Yoga for All: Advocating for the Accessibility of Health and Wellness through Yoga and Mindfulness

Widespread research has found that the prevalence of stress and stress-related diseases are most commonly found in underserved and marginalized communities that often lack the equitable resources to health and wellness. This includes lower life expectancies, cancer-clusters, as well as increased rates of diabetes, heart disease, as well as psychological disorders and substance use disorders.

Why is Yoga Valuable to Health and Wellness?

It is valuable for all parts of the community to have access to yoga, particularly in populations with limited resources, and whom experience significantly more stress. Yoga can ease some of the symptoms associated with stress, anxiety, and pain through its combination of breath, movement, and mindfulness. Along with improving cardiovascular health and muscular strength, yoga can also strengthen mental focus. Due to the combination of mindfulness, meditation, and mental focus, many whom practice yoga regularly also become accustomed to living more presently and with intention in their everyday lives.

Yoga may also help calm down the effects of stress on the nervous system. As chronic stress may cause the nervous system to experience uncontrollable effects such as irregular breathing patterns, rapid heart rate, and tensed muscles, yoga provides a practice of controlling the breath, breathing slower and deeper, which can then slow down the heart rate, and release tension in the muscles. Thus, yoga can serve as a great resource for those dealing with average to significant amounts of stress in their daily lives.

Yoga in Clinical Settings

Clinical settings can be great places to host regular yoga classes for its patients. As those who are hospitalized or in a recovery treatment likely have experienced a tremendous amount of stress and anxiety, yoga teaches them to relax their nervous system through breathing and movement exercises. For many individuals in these facilities, offering yoga onsite can provide patients with an opportunity to try out and experience a yoga practice that they may not otherwise have access to. A trauma-informed approach to teaching in this setting is needed, allowing the class to be approachable, modifiable, non-esoteric, encouraging, and careful of potential triggers.

All-Bodies Yoga

All-bodies yoga is a style of yoga taught with immense awareness of anatomy and modification techniques for most poses, in order to make a class physically accessible for any body. Usually taught in a slower pace, with more time to explain how to get into each pose, this class has fewer transitions from standing to floor poses. Props such as chairs, blocks, straps, bolsters and blankets are usually utilized in making the class modifiable, as well as offering other pose variations and options so that students can chose what feels right in their own body.
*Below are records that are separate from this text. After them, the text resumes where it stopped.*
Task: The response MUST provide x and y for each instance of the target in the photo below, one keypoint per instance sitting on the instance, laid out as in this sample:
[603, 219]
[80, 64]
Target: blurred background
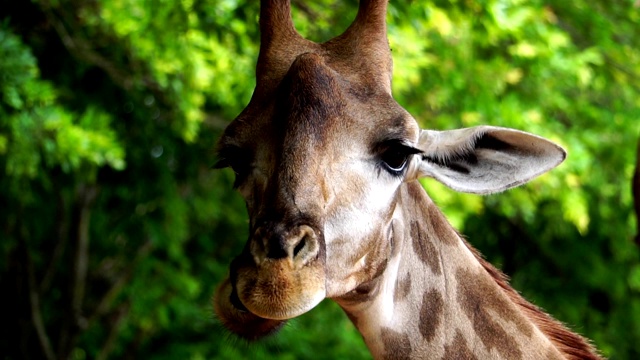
[115, 231]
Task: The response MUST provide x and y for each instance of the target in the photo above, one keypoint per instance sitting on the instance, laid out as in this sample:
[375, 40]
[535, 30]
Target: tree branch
[75, 320]
[61, 244]
[34, 304]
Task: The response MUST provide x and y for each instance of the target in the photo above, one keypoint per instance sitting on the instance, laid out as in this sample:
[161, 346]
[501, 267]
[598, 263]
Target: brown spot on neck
[458, 349]
[403, 287]
[477, 295]
[571, 345]
[431, 314]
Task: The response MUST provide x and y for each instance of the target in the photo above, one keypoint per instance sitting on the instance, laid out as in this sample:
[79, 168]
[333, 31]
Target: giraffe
[327, 163]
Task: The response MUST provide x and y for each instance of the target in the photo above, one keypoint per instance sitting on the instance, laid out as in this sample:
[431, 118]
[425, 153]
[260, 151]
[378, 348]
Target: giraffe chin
[240, 321]
[276, 291]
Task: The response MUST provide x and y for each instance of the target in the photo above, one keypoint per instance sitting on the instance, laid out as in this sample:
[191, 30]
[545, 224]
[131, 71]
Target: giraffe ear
[485, 159]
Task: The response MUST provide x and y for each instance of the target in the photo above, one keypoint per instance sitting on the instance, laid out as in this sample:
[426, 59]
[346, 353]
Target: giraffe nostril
[299, 246]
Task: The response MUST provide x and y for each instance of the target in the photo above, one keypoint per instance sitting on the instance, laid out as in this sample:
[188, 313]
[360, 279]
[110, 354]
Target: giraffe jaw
[240, 321]
[275, 290]
[257, 300]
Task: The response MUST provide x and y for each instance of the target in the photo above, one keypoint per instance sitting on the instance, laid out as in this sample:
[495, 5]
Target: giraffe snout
[299, 245]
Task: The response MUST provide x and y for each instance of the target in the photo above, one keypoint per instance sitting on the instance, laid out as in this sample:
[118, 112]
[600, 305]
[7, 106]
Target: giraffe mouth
[274, 290]
[236, 318]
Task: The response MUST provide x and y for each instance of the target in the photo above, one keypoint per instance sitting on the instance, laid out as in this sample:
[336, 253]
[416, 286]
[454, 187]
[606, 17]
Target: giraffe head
[319, 155]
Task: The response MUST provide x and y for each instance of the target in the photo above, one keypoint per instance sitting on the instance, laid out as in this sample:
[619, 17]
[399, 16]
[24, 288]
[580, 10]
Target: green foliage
[114, 223]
Yoga can often be perceived of having an elitist identity that misrepresents the accessibility and modifiability of the activity. Because of this misrepresentation, yoga can often come off as intimidating or not something that would work for any body type or physical ability. As more awareness of all the great benefits to health and wellness become known as well as its accessibility, yoga is likely to become more utilized in settings beyond the yoga studio.